Hi.
This is a perl approach to this problem. One of the modules at CPAN is Sentence. I won't post the less-than-40-line perl code, p1, unless necessary. Here is a sample use on a small data file:
#!/usr/bin/env bash
# @(#) s1 Demonstrate identifying English sentences, perl modules.
# Utility functions: print-as-echo, print-line-with-visual-space, debug.
# export PATH="/usr/local/bin:/usr/bin:/bin"
pe() { for _i;do printf "%s" "$_i";done; printf "\n"; }
pl() { pe;pe "-----" ;pe "$*"; }
db() { ( printf " db, ";for _i;do printf "%s" "$_i";done;printf "\n" ) >&2 ; }
db() { : ; }
C=$HOME/bin/context && [ -f $C ] && $C perl divepm
pl " perl modules:"
divepm Sentence Slurp
FILE=${1-data1}
pl " Input data file $FILE:"
cat $FILE
pl " Results:"
./p1 $FILE
exit 0
producing:
% ./s1
Environment: LC_ALL = C, LANG = C
(Versions displayed with local utility "version")
OS, ker|rel, machine: Linux, 2.6.26-2-amd64, x86_64
Distribution : Debian GNU/Linux 5.0.8 (lenny)
bash GNU bash 3.2.39
perl 5.10.0
divepm (local) 1.2
-----
perl modules:
Note - /usr/lib/perl/5.10 points to 5.10.0
Note - /usr/share/perl/5.10 points to 5.10.0
0.25 Lingua::EN::Sentence
0.03 Perl6::Slurp
-----
Input data file data1:
Now is the time
for all good men
to come to the aid
of their country.
Gobble, gobble.
Mr. Erickson said to Dr.
Olson, "Three, e.g.".
The AAA came out to change my tire! Isn't that great?
-----
Results:
1) Now is the time
for all good men
to come to the aid
of their country.
1 [ \n to space ]) Now is the time for all good men to come to the aid of their country.
2) Gobble, gobble.
3) Mr. Erickson said to Dr.
Olson, "Three, e.g.".
3 [ \n to space ]) Mr. Erickson said to Dr.

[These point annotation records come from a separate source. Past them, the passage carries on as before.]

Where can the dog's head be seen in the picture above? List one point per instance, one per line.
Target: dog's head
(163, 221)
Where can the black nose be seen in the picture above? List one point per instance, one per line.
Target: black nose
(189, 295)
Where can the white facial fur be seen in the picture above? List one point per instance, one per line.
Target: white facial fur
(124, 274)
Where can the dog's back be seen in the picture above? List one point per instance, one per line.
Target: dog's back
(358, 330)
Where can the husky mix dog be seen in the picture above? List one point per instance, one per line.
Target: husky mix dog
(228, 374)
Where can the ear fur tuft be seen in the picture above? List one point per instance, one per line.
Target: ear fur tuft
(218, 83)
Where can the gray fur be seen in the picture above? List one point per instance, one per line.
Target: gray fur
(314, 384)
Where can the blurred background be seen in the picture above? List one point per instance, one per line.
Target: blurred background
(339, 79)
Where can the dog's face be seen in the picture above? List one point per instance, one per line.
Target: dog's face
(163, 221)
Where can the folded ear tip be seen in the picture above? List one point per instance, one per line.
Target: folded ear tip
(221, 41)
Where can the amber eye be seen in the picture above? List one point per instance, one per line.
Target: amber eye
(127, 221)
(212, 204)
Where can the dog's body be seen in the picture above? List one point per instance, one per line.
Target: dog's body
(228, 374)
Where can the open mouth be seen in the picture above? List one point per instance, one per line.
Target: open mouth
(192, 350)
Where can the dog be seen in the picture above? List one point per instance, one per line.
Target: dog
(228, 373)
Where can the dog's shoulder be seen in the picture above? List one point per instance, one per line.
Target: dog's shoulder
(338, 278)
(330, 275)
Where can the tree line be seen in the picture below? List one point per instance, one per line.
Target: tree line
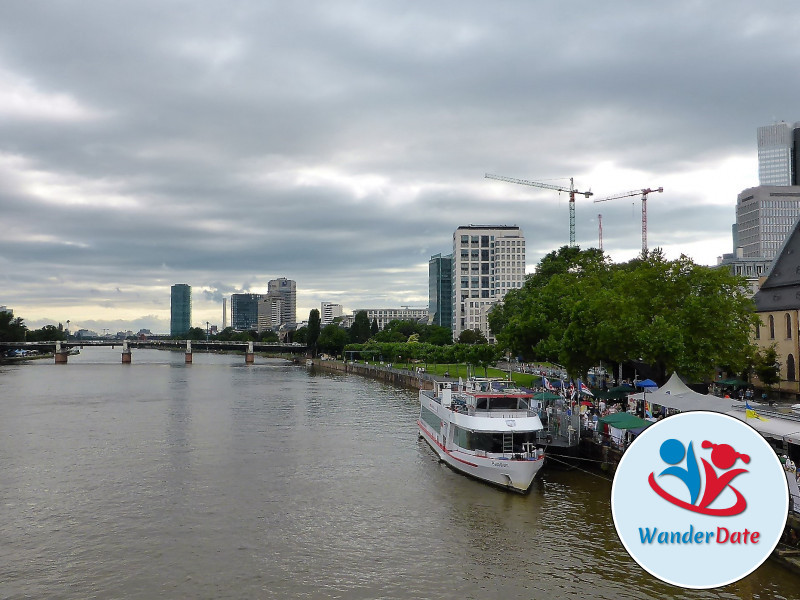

Olson, "Three, e.g.".
4) The AAA came out to change my tire!
5) Isn't that great?
Found 5 sentences in data1
For the 60957 lines in the posted link, it found 31017 sentences in 260 seconds, so it's not the fastest code, but it seems to get the job done.
Obviously this of little value if the OP desires awk, although the regular expression might be able to be used, along with the algorithm of the perl module of marking the possible sentences, and then checking for exceptions like the list of known abbreviations.
Best wishes ... cheers, drl